Chinese government curbs price war, industrial profits rise slightly in 2025, reversing three-year decline trend


NINGBO, CHINA – JANUARY 22: Employees work on a ski production line to fulfill orders in Ningbo, Zhejiang Province, China, on January 22, 2026.

He Yuankai/Zhejiang Daily Newspaper Group|Visual China Group|Getty Images

In 2025, China’s industrial profits increased by 0.6% year-on-year, ending three consecutive years of decline, and manufacturing output continued to expand despite weak domestic demand.

Growth is accelerating Growth from January to November was 0.1% period, according to data from the National Bureau of Statistics.

Xu Tianchen, senior economist at the Economist Intelligence Unit, said last year’s recovery was driven by policy intervention, particularly Beijing’s opposition to steep price cuts and corporate efforts to expand overseas.

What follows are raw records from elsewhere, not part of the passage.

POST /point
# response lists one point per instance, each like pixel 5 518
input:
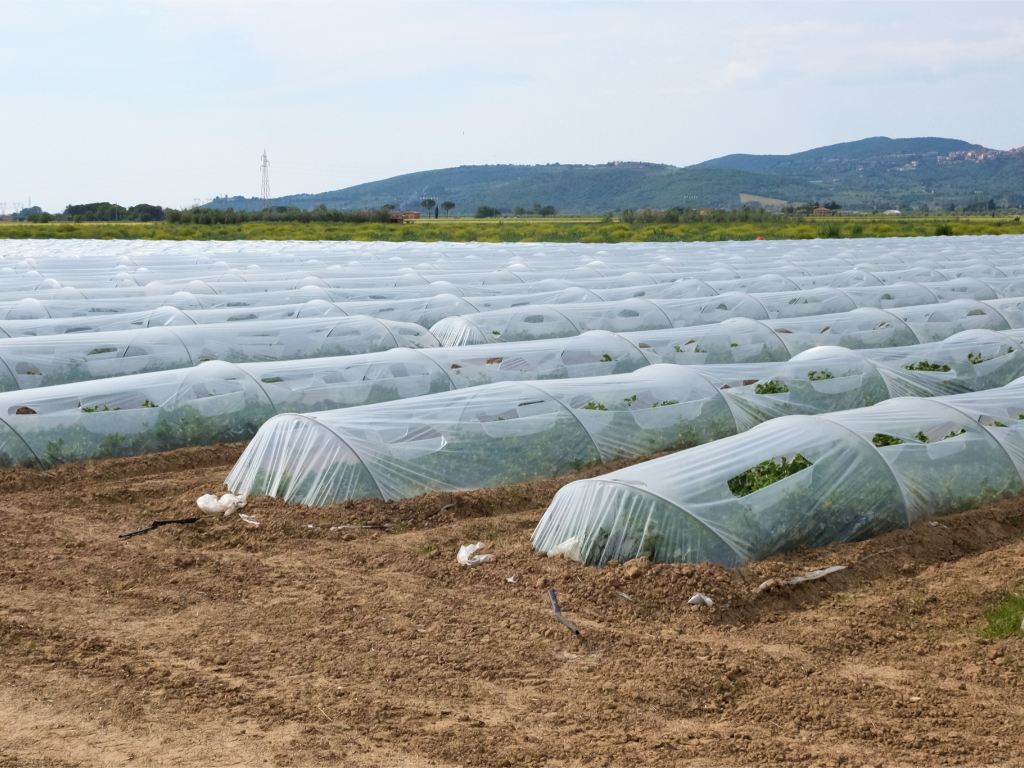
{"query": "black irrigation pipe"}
pixel 558 611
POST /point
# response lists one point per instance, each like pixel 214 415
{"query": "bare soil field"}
pixel 224 643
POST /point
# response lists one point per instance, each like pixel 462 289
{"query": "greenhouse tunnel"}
pixel 619 413
pixel 799 481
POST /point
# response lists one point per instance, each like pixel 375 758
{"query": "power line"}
pixel 264 194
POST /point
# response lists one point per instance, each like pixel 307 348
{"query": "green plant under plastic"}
pixel 771 387
pixel 766 473
pixel 929 367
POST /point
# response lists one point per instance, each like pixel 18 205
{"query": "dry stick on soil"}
pixel 558 611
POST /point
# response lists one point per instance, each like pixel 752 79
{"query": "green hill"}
pixel 876 172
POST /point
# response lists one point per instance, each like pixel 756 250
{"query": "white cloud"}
pixel 167 101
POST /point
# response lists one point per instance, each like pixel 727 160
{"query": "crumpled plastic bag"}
pixel 227 504
pixel 569 548
pixel 466 556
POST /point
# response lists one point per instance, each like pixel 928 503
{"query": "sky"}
pixel 168 102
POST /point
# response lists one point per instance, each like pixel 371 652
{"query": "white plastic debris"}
pixel 569 548
pixel 467 556
pixel 227 504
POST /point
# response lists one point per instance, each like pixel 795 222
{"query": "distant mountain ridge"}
pixel 877 172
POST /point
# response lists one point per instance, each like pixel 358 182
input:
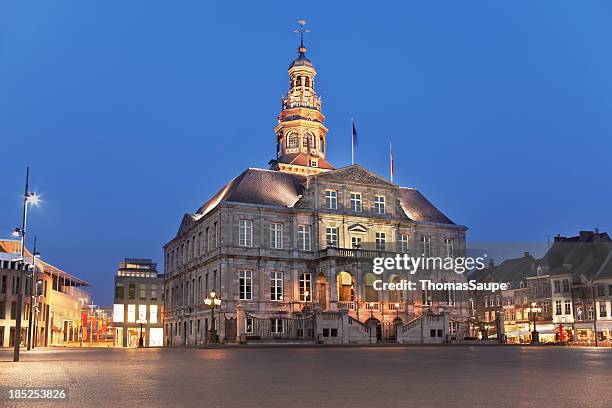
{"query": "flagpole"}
pixel 352 141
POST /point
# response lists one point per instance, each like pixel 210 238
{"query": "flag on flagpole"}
pixel 391 161
pixel 353 140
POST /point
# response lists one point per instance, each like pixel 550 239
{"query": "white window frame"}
pixel 304 238
pixel 356 202
pixel 379 204
pixel 381 241
pixel 276 286
pixel 276 235
pixel 245 284
pixel 305 284
pixel 449 247
pixel 245 233
pixel 333 233
pixel 331 199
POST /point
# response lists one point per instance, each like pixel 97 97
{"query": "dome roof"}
pixel 301 60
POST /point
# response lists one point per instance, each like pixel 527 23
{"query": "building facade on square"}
pixel 570 289
pixel 138 309
pixel 300 237
pixel 59 297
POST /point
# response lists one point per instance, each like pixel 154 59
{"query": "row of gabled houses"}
pixel 568 291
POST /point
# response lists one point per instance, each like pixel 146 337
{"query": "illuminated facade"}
pixel 57 318
pixel 138 309
pixel 301 236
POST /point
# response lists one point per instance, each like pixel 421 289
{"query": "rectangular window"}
pixel 305 287
pixel 276 325
pixel 404 243
pixel 245 233
pixel 131 313
pixel 304 238
pixel 425 297
pixel 119 291
pixel 248 325
pixel 380 241
pixel 246 285
pixel 356 202
pixel 426 246
pixel 153 292
pixel 448 247
pixel 276 286
pixel 132 291
pixel 566 285
pixel 331 236
pixel 276 235
pixel 153 314
pixel 331 199
pixel 142 313
pixel 118 313
pixel 379 204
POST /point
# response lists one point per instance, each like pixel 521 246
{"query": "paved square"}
pixel 458 376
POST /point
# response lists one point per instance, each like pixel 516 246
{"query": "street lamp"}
pixel 212 301
pixel 141 322
pixel 28 199
pixel 535 336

Industrial profits rose 5.3% year-on-year in December, the best performance since September, when profits soared 21.6%. Profits fell in the first two months, down 5.5% in October and 13.1% in November.

China’s factory activity resumed growth in December after eight consecutive months of contraction, partly due to Stock up before the holidays before the Lunar New Year in February, an official from the statistics bureau said.

Fierce price wars engulfing multiple industries last year hit profits at China’s major industrial companies hard as sluggish consumer demand left companies struggling with overcapacity.

Beijing appeared to take some solace from overall economic growth last year, which hit the official target of 5%, helped by strong export growth as a year-long Sino-U.S. trade truce curbed higher tariffs.

Economists, however, called for further policy support to boost domestic demand and overall economic growth. Retail sales will grow 3.7% year-on-year in 2025, lagging overall economic growth and a 5.9% expansion in industrial output.

Yang Mu, an official at the Chinese Ministry of Commerce, said at a news conference on Monday that Beijing would step up efforts to boost household spending on cars, home appliances and electronic products, while also targeting service sector consumption.